Harborview Advisors: The Back Story

The year was 1997, and my wife Kerry and I had a son on the way.  At the time, we were running a small coffee and sandwich shop at 100 Middle Street in Portland, Maine.  We bought the business with a loan secured by her father’s mobile home—he was an entrepreneur himself, and always believed in us.

Truth be told, we didn’t know much about what we had bought.  The menu was tired, customer flow was weak, and we had a lot to learn.  But both of us had restaurant experience, so we rolled up our sleeves.  We revamped the menu, focused on service, and soon business was booming—so much so that even the local police officers from across Middle Street became regulars.

When Kerry became pregnant in late 1996, we realized the business couldn’t support us if she stayed home to raise our son.  So, we sold the shop, made a profit, and repaid her dad.  Mission accomplished—but now I needed a real career.

I tried a few things—commercial mortgage brokering, acquisitions for a local real estate investor—but nothing stuck.  Then I looked down the hall from our old coffee shop and saw an office: Dean Witter.  I applied, interviewed, and was nearly immediately hired.

Back then, the role was called stockbroker.  I had a strong grasp of the markets (finance had fascinated me since high school), but I wasn’t great at the “sales” part—especially the late nights of cold calling, pitching hot stocks and IPOs.  It was selling first, planning second, and that never sat right with me.

As the industry shifted (thanks to the rise of “Do Not Call” lists), I decided to take a new path.  In 2002, I teamed up with a few other advisors to go independent launching what is known today as Harborview Advisors.  That meant no longer being a W-2 employee of a big firm, but instead working under an independent broker-dealer as self-employed advisors.  We kept more of what we earned, but we also carried our own overhead—rent, staff, benefits, everything.  That suited me just fine.  I’ve always had an entrepreneurial streak.
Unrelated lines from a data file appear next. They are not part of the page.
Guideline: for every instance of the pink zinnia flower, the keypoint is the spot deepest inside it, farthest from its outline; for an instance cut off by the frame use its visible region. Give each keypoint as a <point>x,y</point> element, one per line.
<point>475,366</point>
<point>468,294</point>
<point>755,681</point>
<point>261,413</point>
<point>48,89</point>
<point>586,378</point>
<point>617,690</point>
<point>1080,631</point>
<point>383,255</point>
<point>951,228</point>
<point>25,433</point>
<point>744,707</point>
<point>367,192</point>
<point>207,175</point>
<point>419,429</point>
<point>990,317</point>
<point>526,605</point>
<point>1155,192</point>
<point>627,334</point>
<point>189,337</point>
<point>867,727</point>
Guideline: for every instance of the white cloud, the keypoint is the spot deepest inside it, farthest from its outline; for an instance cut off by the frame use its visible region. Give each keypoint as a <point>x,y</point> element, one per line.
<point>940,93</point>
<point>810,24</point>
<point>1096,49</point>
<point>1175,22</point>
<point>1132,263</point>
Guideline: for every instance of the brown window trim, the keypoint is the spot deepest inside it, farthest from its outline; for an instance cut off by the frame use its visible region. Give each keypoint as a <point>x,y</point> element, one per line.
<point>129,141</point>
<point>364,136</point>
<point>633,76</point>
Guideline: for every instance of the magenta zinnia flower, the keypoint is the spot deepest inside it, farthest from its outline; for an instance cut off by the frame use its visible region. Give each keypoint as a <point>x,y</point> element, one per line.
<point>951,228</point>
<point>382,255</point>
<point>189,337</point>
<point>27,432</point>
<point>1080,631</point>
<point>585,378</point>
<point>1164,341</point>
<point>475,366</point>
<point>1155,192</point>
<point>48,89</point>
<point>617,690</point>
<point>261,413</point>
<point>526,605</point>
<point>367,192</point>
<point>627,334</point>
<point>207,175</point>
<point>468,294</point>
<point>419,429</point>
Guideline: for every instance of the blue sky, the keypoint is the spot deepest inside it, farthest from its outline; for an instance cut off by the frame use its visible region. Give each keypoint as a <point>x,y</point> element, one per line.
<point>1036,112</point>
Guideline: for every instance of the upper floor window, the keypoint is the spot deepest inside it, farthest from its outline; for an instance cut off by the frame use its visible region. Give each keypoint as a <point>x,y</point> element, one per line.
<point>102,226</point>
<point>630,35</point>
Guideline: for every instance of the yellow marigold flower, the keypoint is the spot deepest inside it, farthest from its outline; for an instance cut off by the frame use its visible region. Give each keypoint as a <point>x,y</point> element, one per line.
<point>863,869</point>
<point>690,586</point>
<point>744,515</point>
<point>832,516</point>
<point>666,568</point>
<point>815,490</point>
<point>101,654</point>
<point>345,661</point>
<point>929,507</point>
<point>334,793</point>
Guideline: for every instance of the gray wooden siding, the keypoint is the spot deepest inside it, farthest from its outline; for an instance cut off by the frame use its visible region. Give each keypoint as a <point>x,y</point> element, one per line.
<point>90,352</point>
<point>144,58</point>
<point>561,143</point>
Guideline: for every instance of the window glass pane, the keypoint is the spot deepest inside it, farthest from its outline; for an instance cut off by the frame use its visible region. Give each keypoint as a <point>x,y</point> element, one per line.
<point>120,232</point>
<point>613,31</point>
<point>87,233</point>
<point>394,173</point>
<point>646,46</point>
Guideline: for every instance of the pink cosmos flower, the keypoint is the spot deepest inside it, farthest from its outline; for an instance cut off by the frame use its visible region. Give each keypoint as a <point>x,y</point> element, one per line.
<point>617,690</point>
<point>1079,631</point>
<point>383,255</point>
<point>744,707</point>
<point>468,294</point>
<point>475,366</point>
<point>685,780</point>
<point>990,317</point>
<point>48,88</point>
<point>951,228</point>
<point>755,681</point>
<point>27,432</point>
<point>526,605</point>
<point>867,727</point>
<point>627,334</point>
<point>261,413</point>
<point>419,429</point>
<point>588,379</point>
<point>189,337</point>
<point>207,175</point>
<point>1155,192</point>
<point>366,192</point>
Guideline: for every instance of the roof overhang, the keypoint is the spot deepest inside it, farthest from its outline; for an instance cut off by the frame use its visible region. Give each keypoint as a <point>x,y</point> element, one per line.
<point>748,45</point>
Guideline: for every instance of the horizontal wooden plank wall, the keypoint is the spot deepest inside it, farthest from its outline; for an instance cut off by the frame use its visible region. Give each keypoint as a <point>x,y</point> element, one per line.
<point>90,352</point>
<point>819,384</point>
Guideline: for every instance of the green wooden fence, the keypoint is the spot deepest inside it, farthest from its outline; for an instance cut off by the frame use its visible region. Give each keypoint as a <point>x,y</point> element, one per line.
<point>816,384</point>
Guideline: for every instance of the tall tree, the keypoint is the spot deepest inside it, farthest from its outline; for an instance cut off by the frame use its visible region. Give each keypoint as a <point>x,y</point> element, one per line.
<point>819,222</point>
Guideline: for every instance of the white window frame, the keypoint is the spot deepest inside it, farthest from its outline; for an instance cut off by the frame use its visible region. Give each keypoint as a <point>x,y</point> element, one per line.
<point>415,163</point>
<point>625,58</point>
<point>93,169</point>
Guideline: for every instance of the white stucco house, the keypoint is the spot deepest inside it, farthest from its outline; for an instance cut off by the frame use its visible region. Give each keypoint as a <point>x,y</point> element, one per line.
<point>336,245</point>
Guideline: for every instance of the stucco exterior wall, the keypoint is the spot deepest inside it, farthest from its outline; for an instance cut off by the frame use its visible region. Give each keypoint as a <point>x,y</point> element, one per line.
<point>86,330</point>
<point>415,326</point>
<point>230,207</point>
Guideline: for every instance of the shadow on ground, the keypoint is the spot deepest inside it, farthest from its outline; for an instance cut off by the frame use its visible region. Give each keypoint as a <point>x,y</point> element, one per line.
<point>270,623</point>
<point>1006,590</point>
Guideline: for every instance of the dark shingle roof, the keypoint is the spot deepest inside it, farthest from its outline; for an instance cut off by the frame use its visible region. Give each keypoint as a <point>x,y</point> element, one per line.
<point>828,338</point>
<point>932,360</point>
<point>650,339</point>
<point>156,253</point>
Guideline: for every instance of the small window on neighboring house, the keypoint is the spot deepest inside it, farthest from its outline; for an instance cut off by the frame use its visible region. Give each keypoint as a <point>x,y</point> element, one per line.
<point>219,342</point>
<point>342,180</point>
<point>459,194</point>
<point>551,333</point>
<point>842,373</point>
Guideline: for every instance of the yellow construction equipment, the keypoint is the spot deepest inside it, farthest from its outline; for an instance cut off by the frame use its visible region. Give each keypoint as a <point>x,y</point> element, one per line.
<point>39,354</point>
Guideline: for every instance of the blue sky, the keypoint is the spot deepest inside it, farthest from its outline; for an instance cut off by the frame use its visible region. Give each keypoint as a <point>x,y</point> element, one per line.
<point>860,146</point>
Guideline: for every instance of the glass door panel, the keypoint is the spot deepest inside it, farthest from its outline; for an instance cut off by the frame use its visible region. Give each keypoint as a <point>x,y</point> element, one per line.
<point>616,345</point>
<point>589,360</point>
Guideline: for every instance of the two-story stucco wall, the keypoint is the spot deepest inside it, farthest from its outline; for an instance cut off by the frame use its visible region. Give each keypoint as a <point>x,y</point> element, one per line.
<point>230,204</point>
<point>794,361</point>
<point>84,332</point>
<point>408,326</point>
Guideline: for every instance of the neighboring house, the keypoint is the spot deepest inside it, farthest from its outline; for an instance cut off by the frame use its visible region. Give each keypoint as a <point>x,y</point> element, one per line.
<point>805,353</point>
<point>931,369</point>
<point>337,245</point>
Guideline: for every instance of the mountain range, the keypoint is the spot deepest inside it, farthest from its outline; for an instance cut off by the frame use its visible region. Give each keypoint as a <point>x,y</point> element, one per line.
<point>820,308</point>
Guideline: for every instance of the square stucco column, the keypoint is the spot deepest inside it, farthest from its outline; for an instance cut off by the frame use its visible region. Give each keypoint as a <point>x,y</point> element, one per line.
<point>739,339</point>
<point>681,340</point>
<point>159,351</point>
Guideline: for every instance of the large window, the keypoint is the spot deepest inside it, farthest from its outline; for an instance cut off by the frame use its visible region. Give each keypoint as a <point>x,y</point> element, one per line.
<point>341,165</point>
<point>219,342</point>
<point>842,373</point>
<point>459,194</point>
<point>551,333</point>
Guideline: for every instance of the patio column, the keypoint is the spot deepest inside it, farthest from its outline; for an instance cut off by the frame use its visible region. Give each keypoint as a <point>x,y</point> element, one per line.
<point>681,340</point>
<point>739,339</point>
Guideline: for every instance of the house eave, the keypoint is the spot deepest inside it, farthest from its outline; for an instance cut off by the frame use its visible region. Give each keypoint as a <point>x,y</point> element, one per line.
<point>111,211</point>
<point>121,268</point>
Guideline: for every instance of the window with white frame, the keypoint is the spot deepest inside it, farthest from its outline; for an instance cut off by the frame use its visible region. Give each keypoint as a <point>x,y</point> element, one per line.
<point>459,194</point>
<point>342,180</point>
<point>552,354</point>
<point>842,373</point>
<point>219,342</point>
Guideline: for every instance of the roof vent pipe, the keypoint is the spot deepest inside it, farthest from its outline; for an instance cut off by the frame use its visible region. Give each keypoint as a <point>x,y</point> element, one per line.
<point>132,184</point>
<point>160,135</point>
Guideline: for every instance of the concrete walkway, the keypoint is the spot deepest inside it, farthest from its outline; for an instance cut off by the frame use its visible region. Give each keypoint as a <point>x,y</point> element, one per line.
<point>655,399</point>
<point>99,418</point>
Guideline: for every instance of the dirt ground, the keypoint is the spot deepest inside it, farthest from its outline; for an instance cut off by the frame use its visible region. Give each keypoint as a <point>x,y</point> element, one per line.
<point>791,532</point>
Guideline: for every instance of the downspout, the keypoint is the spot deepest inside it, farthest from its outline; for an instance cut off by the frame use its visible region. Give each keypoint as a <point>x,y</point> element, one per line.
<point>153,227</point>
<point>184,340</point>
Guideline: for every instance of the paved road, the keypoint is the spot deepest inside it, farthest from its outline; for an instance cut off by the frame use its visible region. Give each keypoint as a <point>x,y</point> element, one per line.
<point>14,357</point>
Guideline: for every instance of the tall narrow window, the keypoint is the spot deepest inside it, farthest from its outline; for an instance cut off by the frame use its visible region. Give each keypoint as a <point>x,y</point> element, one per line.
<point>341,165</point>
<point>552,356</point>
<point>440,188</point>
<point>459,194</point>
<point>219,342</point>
We eventually switched broker-dealers (Boston worked better for us than the West Coast headquarters of Wells Fargo), and in 2014 we took the next big leap: registering our own investment advisory firm  with the SEC as Harborview Advisors.  I served as both Chief Operating Officer and Chief Compliance Officer for seven years.

By 2021, I was ready to step away from management and refocus entirely on what I enjoy most: serving clients.  My partners agreed, and we joined another independent RIA, based in North Carolina.  Today we operated under their regulatory umbrella but keeping the name Harborview Advisors.  I’m still fully independent and free to serve clients without sales quotas or home-office pressure.

That’s where I’ve landed after nearly three decades: helping clients pursue their goals with the benefit of hard-earned experience, an entrepreneurial mindset, and the independence to always put their interests first.